Yes, I'm still here. We had a few days of very nice weather and I was kept busy cleaning, reorganizing, wandering and pondering. I have some boulder sized weight on my mind that has turned me fairly introspective. I spend a lot of time staring at the river, and even more at the river rocks.
I find it intriguing that I find solace in the rocks. From the time I was a young child probably up until I was well into my teens, I had recurring nightmares about rock monsters. I probably had the dream at least once a month, sometimes more, and it was always extremely vivid and terrifying.
The dream was always exactly the same. My family was winding down for the evening in my Dad's camper, parked in some bucolic Michigan wilderness place. Suddenly we'd hear loud growling, thudding, and the grinding noise that stone makes when rubbed against itself. We all huddled in horror, petrified as the monsters would get closer to the camper and start to shake it back and forth. Without fail, and against my better judgment, I would turn my head and look out the window. Seeing the sheer size of the monsters and the nihilistic hatred on their craggy faces would always wake me in a fit of dread.

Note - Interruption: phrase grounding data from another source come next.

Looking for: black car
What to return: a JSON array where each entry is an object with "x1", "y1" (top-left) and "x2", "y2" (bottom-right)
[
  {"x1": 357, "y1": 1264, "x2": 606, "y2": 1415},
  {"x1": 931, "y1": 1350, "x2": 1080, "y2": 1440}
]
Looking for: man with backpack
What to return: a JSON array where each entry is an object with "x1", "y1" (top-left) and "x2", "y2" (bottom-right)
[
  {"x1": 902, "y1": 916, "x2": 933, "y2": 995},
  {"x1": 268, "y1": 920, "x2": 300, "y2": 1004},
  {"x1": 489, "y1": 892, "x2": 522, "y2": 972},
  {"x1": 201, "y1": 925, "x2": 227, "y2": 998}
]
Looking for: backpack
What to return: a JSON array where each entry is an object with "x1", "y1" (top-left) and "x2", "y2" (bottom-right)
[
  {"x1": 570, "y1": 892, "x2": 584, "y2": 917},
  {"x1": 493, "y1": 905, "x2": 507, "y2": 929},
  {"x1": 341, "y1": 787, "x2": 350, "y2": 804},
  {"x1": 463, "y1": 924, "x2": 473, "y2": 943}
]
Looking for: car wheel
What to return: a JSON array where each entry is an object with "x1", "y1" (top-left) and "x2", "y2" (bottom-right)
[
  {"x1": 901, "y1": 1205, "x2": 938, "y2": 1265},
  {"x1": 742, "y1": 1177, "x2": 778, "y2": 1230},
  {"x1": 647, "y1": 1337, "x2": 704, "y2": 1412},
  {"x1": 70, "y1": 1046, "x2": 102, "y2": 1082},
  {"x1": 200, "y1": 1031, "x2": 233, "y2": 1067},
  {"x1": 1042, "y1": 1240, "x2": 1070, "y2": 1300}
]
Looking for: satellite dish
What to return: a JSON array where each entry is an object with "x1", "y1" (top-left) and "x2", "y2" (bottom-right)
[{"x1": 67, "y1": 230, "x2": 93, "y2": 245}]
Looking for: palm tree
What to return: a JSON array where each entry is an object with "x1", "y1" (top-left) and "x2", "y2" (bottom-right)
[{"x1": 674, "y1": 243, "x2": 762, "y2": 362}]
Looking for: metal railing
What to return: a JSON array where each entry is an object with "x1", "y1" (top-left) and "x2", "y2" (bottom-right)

Clearly, these dreams were a signal that I felt something in my life was entirely out of control, even at that young age. So, I do find it interesting that in my currently stressed mode, I would turn to the river rocks for meditation and comfort. Perhaps it's a sign that I've made peace with some of my childhood anxieties, or maybe it's a sign that I no longer perceive my own imagination to be the enemy.
Or, maybe I just need to stare at the damned rocks and chill out.